Assessing the Long-Term Risks in Subsurface Carbon Storage Projects: Summarizing What’s Been Learned from Underground Storage Projects #18

Posts 10-17 in this series contained 8 examples of underground injection projects. Each of them encountered events that impacted project results. And while some of these events were anticipated, most were not. Building on these experiences, a series of observations can be made.

Understanding the subsurface is fundamental for SCS projects, just as it is for hydrocarbon exploration. We begin with homogeneous and isotropic models, and then refine them to approximate the state of nature.
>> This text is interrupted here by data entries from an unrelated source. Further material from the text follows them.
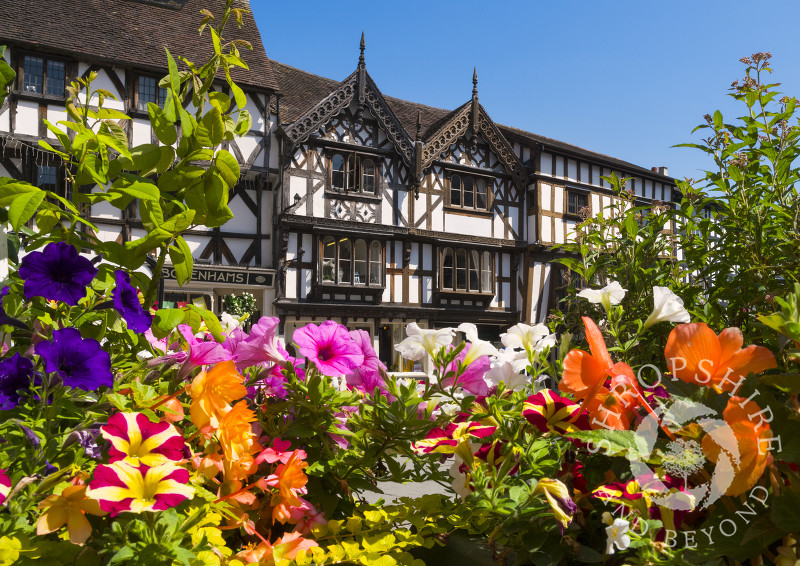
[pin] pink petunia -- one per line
(367, 376)
(330, 347)
(472, 378)
(262, 346)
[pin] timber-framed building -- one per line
(352, 205)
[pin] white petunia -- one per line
(422, 340)
(611, 294)
(509, 367)
(617, 536)
(668, 307)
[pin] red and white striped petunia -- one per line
(550, 412)
(122, 487)
(5, 486)
(135, 439)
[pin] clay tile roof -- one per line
(131, 33)
(301, 91)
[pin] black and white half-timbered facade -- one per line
(52, 43)
(391, 212)
(352, 205)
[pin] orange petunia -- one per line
(695, 354)
(290, 479)
(69, 509)
(211, 391)
(749, 451)
(238, 441)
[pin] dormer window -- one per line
(41, 75)
(149, 91)
(468, 191)
(353, 173)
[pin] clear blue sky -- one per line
(625, 78)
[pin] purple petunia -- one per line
(330, 347)
(15, 375)
(126, 303)
(80, 362)
(4, 318)
(58, 272)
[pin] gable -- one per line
(337, 116)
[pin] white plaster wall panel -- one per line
(413, 262)
(291, 283)
(297, 186)
(427, 290)
(427, 256)
(572, 170)
(197, 244)
(559, 231)
(266, 253)
(104, 81)
(398, 288)
(558, 200)
(547, 197)
(596, 175)
(532, 235)
(108, 233)
(547, 164)
(255, 113)
(27, 118)
(5, 120)
(460, 224)
(246, 145)
(547, 235)
(243, 220)
(438, 222)
(413, 291)
(545, 292)
(306, 286)
(141, 131)
(238, 247)
(291, 248)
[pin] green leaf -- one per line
(211, 129)
(162, 126)
(181, 257)
(24, 207)
(228, 168)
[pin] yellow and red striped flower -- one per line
(550, 412)
(135, 440)
(122, 487)
(455, 439)
(5, 486)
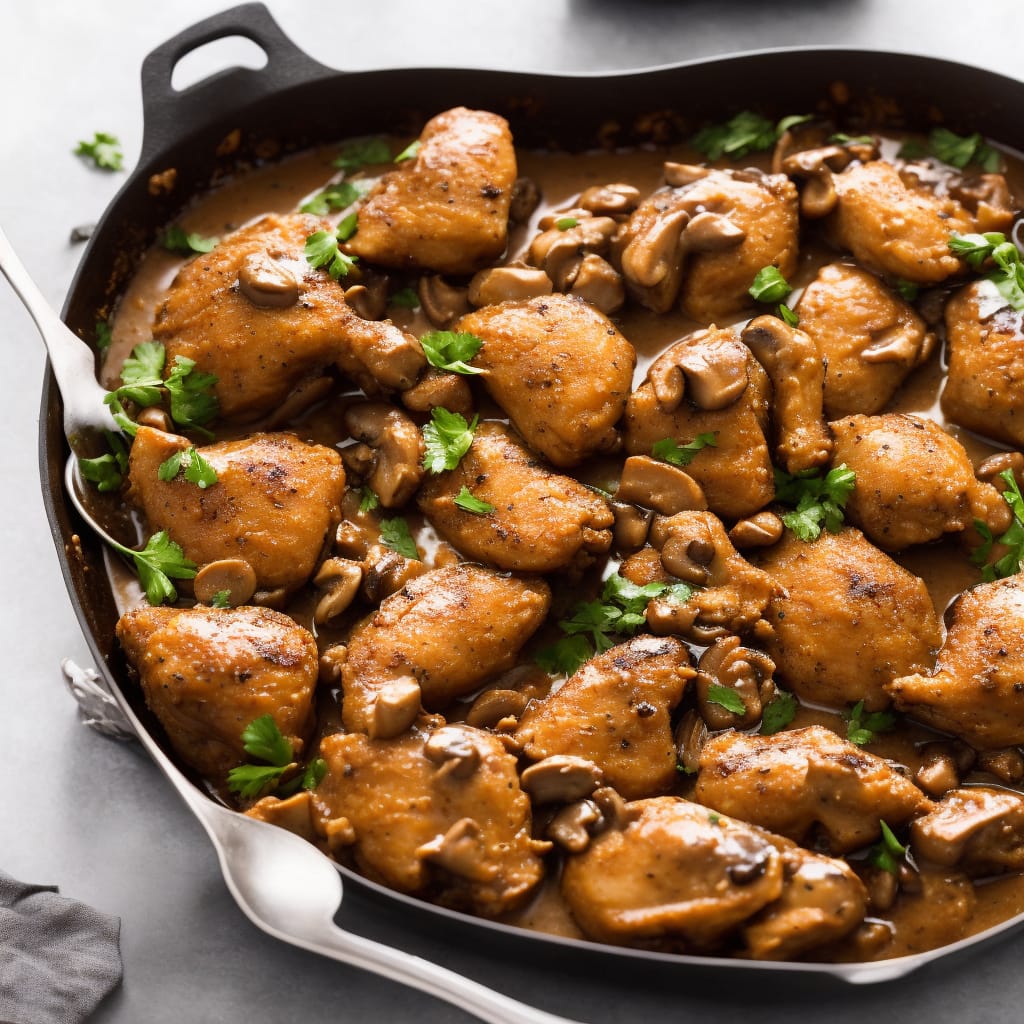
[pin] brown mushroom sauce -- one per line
(627, 805)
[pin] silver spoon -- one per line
(282, 883)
In the absence of dynamic injection data, it is challenging to capture the true heterogeneity of the reservoir and its impact on CO2 plume movement (Sleipner project), especially if natural fractures are involved (In Salah project).

This has implications for how much fluid can be stored without pressuring-up the reservoir (Snøhvit project) or exceeding the fracture gradient and breaching containment (Tordis project). The thickness of permeable reservoir (Kh) is key for achieving injectivity, which can be diminished by operational problems (Gorgon project) or halted by induced seismicity if geomechanical properties are unknown (Castor project).

Once the CO2 is injected, understanding the plume size, geometry, and migration direction becomes critical. Injected fluids may impact offset accumulations (Wilmington and Huntsman projects) and pose significant liability, especially in areas where the pore space is privately owned.

These are not easy hurdles to overcome, and a concerted effort is needed to address them. We’ll summarize some of the techniques we use to address these issues in our next posting.